A Patent Trial and Appeal Board (PTAB) panel upheld a stay of co-pending inter partes review (IPR) proceedings pending a decision on the patent owner’s petition for writ of certiorari.
After the Petitioner filed two separate petitions for inter partes review , the PTAB instituted review of claims 1-3 and 5-21 in one proceeding (“IPR1”) and claim 4 in another proceeding (“IPR2”). The cases were consolidated and the PTAB ultimately issued a Final Written Decision where it held that the claims were obvious in light of prior art references, including the so-called Munnekehoff reference. The Federal Circuit affirmed the findings with respect to IPR2 and the patent owner subsequently filed a petition for writ of certiorari challenging the adverse decision on IPR2. With respect to IPR1, the Federal Circuit vacated and remanded the PTAB’s decision. On remand, the PTAB stayed IPR1 pending resolution of the IPR2 petition for certiorari. The patent owner moved to lift that stay.
Following briefing by the Parties, the PTAB upheld the stay for two reasons. First, because this is a consolidated proceeding, the PTAB explained that “[s]hould the Supreme Court grant patent owner’s certiorari petition and vacate the judgment of the Federal Circuit, the mandate to the Board in this proceeding may be recalled.” Second, the certiorari petition challenged the PTAB’s obviousness finding, which was based in part on the Munnekehoff reference. This reference is common to both IPR1 and IPR2. Because the Court could redefine Munnekehoff’s scope, which is relevant to IPR1, the PTAB decided to stay the proceeding “to avoid unnecessary actions or inconsistent results.”

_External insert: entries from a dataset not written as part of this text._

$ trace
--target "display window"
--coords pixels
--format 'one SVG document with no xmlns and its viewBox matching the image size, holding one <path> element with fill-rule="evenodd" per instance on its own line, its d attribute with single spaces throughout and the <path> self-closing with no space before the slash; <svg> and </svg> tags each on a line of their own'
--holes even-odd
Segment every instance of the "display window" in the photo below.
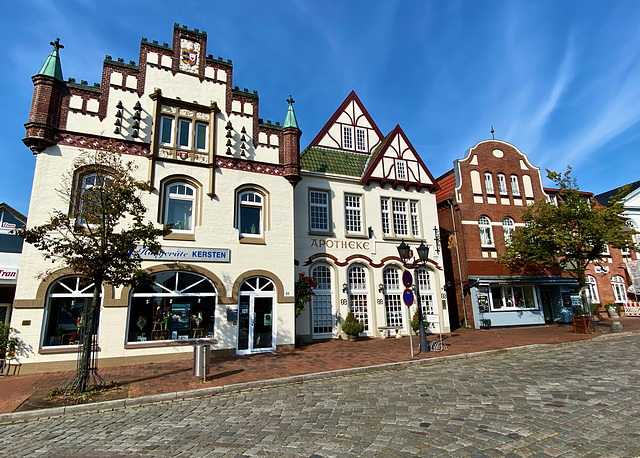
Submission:
<svg viewBox="0 0 640 458">
<path fill-rule="evenodd" d="M 491 310 L 537 310 L 538 299 L 533 286 L 492 286 Z"/>
<path fill-rule="evenodd" d="M 127 342 L 213 338 L 215 305 L 215 286 L 203 275 L 156 273 L 131 294 Z"/>
</svg>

The PTAB further clarified that it has authority under 37 C.F.R. § 42.5(a) to uphold the stay of IPR1. That provision is a “catch-all,” which grants the PTAB authority to “determine a proper course of conduct in a proceeding for any situation not specifically covered by this part.” The PTAB also explained that upholding the stay will not violate the statutory period for IPRs because the Final Written Decision was already issued within one year of institution.
Shaw Indus. Group, Inc. v. Automated Creel Sys., Inc., IPR2013-00132 (PTAB October 14, 2016).